Brilique 60 mg film-coated tablets

Update to section 4.2 Posology and method of administration to include the following text:

Discontinuation of ASA may be considered after 3 months in patients with ACS who have undergone a percutaneous coronary intervention (PCI) procedure and have an increased risk of bleeding. In that case, ticagrelor as single antiplatelet therapy should be continued for 9 months (see section 4.4).

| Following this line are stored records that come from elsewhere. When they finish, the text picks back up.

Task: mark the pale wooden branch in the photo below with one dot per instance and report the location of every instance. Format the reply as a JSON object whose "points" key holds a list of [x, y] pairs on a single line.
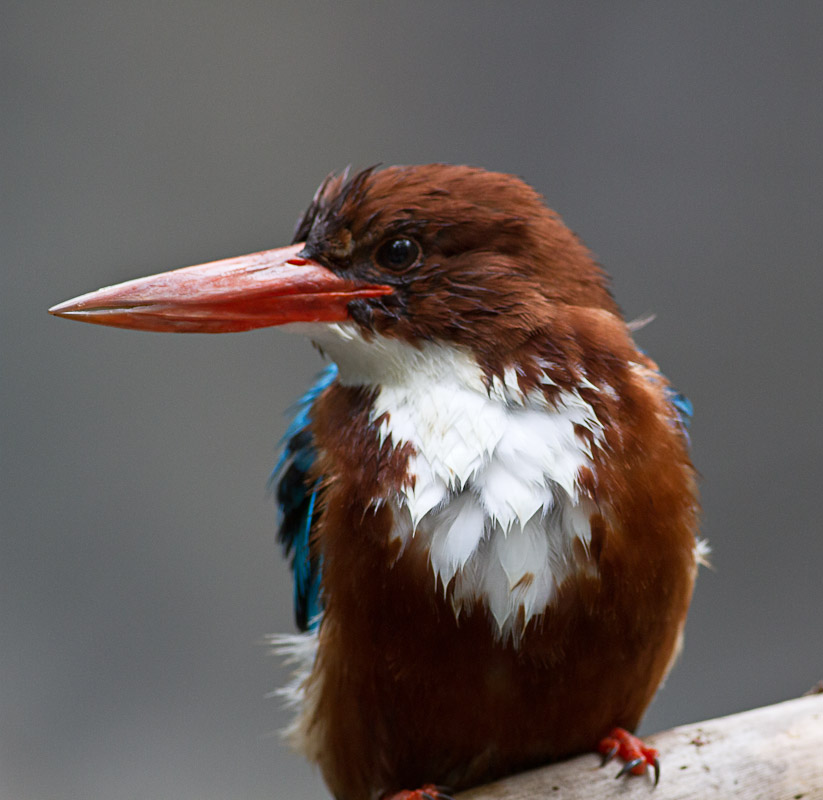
{"points": [[771, 753]]}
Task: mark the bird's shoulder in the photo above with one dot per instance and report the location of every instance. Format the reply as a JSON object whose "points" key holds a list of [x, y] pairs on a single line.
{"points": [[296, 488]]}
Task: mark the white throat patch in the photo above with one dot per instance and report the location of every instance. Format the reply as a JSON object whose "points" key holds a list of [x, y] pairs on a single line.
{"points": [[495, 492]]}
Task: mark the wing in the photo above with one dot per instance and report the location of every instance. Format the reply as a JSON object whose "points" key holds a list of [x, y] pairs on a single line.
{"points": [[682, 408], [296, 494]]}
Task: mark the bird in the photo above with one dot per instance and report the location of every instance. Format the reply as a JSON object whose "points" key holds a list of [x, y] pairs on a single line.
{"points": [[487, 498]]}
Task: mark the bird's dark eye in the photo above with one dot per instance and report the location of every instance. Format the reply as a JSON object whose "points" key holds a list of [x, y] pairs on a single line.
{"points": [[397, 254]]}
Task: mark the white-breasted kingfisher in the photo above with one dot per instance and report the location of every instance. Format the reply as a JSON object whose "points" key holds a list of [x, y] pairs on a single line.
{"points": [[487, 498]]}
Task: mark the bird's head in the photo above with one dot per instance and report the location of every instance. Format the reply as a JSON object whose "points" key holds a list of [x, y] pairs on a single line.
{"points": [[439, 254]]}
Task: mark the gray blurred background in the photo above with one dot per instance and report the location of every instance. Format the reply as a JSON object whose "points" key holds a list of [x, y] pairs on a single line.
{"points": [[139, 571]]}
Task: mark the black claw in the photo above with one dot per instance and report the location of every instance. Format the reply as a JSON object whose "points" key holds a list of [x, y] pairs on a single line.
{"points": [[628, 767], [608, 756]]}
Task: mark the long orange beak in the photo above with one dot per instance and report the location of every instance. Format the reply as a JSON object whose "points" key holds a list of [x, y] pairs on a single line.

Update of section 4.4 Special warnings and precautions for use to include the following text:

In two randomised controlled studies (TICO and TWILIGHT) in patients with ACS who have undergone a PCI procedure with a drug-eluting stent, discontinuing ASA after 3 months dual antiplatelet therapy with ticagrelor and ASA (DAPT), and continuing with ticagrelor as single antiplatelet therapy (SAPT) for 9 and 12 months, respectively, has been shown to decrease the risk of bleeding with no observed increase in risk of major adverse cardiovascular events (MACE) compared with continued DAPT. The decision to discontinue ASA after 3 months and continue with ticagrelor as single antiplatelet therapy for 9 months in patients with an increased risk of bleeding should be based on clinical judgment considering the risk of bleeding versus the risk of thrombotic events (see section 4.2).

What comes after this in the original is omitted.